I did the pitmaster's blend with layered corn cobb.  Bought the corn cobb at Tractor supply.  No where else carried it.  

It is really good.  Last time I did an apple / cherry mix.  I thought it was OK, but I prefer the pitmaster blend from Todd because it has maple, hickory, and cherry in it.  Again, layered with some corn cobb.  It really adds something to the flavor.  I don't think it would be as good without it.


----------



## smokewood (Dec 20, 2015)

I have been using Apple which I love, thinking of adding some Hickory to it, what ratio do you suggest?  As I have 3 pork loins ready for the smoker tomorrow.


----------



## foamheart (Dec 20, 2015)

Corn cob and apple


----------



## mowin (Dec 20, 2015)

Hickory is my pick for bacon, and pretty much everything I smoke..


----------



## remsr (Dec 20, 2015)

The wood I choose depends on the smoker I am using and the product I intend to smoke.
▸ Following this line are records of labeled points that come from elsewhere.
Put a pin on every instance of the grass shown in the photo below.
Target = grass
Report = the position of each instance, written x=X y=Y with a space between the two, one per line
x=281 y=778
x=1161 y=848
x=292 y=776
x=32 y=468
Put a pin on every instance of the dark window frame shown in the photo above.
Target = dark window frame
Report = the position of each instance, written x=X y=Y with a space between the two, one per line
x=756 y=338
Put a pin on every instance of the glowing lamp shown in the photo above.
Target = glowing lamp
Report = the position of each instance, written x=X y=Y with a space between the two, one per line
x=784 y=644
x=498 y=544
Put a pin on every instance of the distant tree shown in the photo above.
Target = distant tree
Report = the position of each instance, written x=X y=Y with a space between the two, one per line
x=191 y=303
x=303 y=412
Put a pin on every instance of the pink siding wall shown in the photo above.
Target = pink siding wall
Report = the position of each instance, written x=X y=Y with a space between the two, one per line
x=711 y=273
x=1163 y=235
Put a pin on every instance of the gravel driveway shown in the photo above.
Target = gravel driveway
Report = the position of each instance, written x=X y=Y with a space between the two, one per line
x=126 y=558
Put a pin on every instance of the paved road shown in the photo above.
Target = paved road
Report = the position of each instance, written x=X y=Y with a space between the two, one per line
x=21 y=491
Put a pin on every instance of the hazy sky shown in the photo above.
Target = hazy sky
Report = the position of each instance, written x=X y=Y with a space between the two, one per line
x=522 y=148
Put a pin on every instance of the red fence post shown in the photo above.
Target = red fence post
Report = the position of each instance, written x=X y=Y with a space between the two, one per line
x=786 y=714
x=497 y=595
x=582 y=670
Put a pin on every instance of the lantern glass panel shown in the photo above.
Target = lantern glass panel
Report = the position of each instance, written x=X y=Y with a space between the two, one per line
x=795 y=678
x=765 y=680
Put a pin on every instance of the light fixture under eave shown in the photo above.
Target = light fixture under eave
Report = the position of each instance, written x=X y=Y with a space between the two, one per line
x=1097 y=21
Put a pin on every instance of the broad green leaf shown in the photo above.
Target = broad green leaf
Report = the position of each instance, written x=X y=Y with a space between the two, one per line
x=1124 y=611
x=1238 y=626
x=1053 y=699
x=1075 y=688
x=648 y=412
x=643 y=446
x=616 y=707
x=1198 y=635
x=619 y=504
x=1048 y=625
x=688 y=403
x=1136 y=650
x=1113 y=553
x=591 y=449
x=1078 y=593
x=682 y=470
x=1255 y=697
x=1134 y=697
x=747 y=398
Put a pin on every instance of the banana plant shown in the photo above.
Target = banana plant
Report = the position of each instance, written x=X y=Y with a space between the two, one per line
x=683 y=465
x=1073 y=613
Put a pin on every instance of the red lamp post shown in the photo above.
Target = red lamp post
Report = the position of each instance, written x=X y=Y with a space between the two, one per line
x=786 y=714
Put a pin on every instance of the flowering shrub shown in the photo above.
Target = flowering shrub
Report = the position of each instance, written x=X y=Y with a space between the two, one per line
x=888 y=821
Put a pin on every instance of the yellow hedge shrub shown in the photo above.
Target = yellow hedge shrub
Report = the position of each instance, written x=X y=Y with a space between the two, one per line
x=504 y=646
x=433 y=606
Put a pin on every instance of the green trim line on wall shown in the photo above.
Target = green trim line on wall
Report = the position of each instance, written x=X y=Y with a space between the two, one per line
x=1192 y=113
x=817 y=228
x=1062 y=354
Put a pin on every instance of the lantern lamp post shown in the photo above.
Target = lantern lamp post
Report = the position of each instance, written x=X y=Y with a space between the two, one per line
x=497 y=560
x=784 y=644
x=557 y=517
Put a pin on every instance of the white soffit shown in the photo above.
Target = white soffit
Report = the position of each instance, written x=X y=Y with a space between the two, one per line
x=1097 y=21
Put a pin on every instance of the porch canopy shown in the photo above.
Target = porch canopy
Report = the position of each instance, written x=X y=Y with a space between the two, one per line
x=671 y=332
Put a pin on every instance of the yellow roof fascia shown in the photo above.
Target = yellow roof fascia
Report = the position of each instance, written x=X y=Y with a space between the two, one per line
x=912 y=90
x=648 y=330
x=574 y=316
Red oak for brisket regardless of the smoker I use which is always the WSM. Pecan and apple for ribs on the WSM because hickory is to smoky but just right on the Masterbuilt electric, or any gas smoker. I like mesquite for chicken in the Masterbuilt electric which I transfer to the Holand grill when it's done to crisp the skin as you know the Holand cooks at around 400 degrees by time, it has no adjustment controls. The smoker I use for butts is always the WSM for smoke until the inturnal temp is at 160 then I transfer it to the Masterbuilt for regulated heat that I can set and forget. The woods I choose depends on what I inject and rub the butts with, cherry, orange,peach, apple usually fruit woods. Sometimes sugar maple and hickory.


----------



## daveomak (Dec 20, 2015)

You've definitely got this smoking stuff figured out....    OK...... we will need pictures of the smoker making smoke and later, some grub in it...   

Dave


----------



## remsr (Dec 20, 2015)

While visiting in Vermont I tried some corn cob smoked meats that were fantastic. Thanks for reminding me. Next time I go up north I'll bring back a bunch. They burn them for fule to heat their homes up there.


----------



## remsr (Dec 20, 2015)

I do all my posting from my iPhone all the pictures are taken on my phone as well but I do not know how to post a string of pictures with discriptions?????


----------



## harley10 (Dec 26, 2015)

I prefer the pitmaster blend from Todd, But I might try some corn cob next time.

Dave,


----------